Yuan Hits Post-Revaluation High on Central Bank Guidance

China's yuan jumped against the dollar in early trade on Wednesday to its highest since its 2005 revaluation after the central bank set a much higher reference rate for the Chinese currency.

Traders said sharp swings over the past week in the central bank's mid-points, which set the parameters for each day's trade, were apparently aimed at making the market accustomed to greater volatility.

Creating a more active foreign exchange market is a long-standing policy goal.

The yuan was trading at 7.6271 to the dollar in the Asian morning session, up 0.22% from Tuesday's close of 7.6436.

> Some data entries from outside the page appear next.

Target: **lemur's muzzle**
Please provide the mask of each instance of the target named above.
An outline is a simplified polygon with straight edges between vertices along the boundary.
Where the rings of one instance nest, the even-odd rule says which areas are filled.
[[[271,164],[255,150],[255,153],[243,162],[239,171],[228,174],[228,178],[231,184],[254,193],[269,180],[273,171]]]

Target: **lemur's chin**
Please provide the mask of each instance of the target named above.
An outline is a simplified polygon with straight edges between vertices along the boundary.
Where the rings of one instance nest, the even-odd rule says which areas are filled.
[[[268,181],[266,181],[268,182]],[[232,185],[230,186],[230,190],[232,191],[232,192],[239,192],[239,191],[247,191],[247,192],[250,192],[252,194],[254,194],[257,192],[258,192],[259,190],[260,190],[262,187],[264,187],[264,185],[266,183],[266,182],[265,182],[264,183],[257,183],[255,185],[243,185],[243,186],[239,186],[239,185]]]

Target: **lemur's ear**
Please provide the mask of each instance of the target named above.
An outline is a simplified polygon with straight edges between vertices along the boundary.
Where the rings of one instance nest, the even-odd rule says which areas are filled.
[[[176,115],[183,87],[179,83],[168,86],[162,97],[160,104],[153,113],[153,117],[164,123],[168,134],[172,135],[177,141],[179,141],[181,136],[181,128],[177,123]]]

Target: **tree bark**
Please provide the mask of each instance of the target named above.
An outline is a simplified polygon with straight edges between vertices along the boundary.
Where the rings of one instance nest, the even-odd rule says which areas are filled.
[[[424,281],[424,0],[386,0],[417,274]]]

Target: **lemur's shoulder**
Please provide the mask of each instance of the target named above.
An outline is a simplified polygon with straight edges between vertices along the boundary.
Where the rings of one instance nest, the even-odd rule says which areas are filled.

If the yuan closes at Wednesday's morning's level, it will record its third-biggest daily rise since Beijing revalued the currency and abolished its peg to the dollar in July 2005.

Before trade began, the central bank set its daily mid-point at 7.6282, a 0.25% rise from Tuesday's mid-point and the second-largest single-day rise in the mid-point -- trailing only Tuesday's 0.41% jump. Tuesday's mid-point prompted the yuan's biggest daily gain in trading since the revaluation.

Between last Thursday and Monday, however, the central bank used the mid-point to engineer a sharp 0.36% fall in the yuan against the dollar, on a closing basis.

"The central bank is testing the waters for more flexibility in the yuan's exchange rate movements," said a Shanghai dealer at a European bank.

Dealers said the sudden reversal of the trend on Tuesday and Wednesday also coincided with rising U.S. pressure on China to boost its currency.

Pressure On Appreciation

Four U.S. senators plan to unveil a bill in Washington on Wednesday aimed at forcing faster yuan appreciation, the same day the U.S. Treasury Department will issue a report on the foreign exchange practices of key trade partners including China.

"A more flexible yuan will allow China to make goodwill gestures during politically sensitive periods," said a Shanghai dealer at a North American bank. "But we don't expect the yuan to quicken its pace of appreciation for all of 2007."

Traders said they left their forecasts for yuan appreciation unchanged at 4 or 5% for all of 2007, compared with 3.4% last year.

Wednesday's offshore non-deliverable forwards showed a weakening of expectations for yuan appreciation despite the jump in the domestic spot market.

One-year NDFs quoted the yuan at 7.2850/7.2900, indicating appreciation of 4.64 to 4.71% in one year's time from Wednesday's mid-point. That was down from 4.88 to 4.95% on Monday, and 6.55 to 6.62% in late March.

In the long run, China's central bank would find it easier to engineer faster yuan appreciation in a more volatile, two-directional market.

There are no indications, however, regarding if or when a decision to accelerate appreciation will be made, dealers said.

In addition to external pressure, China also finds itself in need of a stronger yuan to solve its own economic problems, such as a huge trade surplus and rising inflation, dealers said.

Official data show China's trade surplus jumped to $22.45 billion in May, much higher than economists' expectations of $18.8 billion. The country's consumer price inflation hit a 27-month high of 3.4% in May, fuelling speculation about another interest rate hike in coming days or weeks.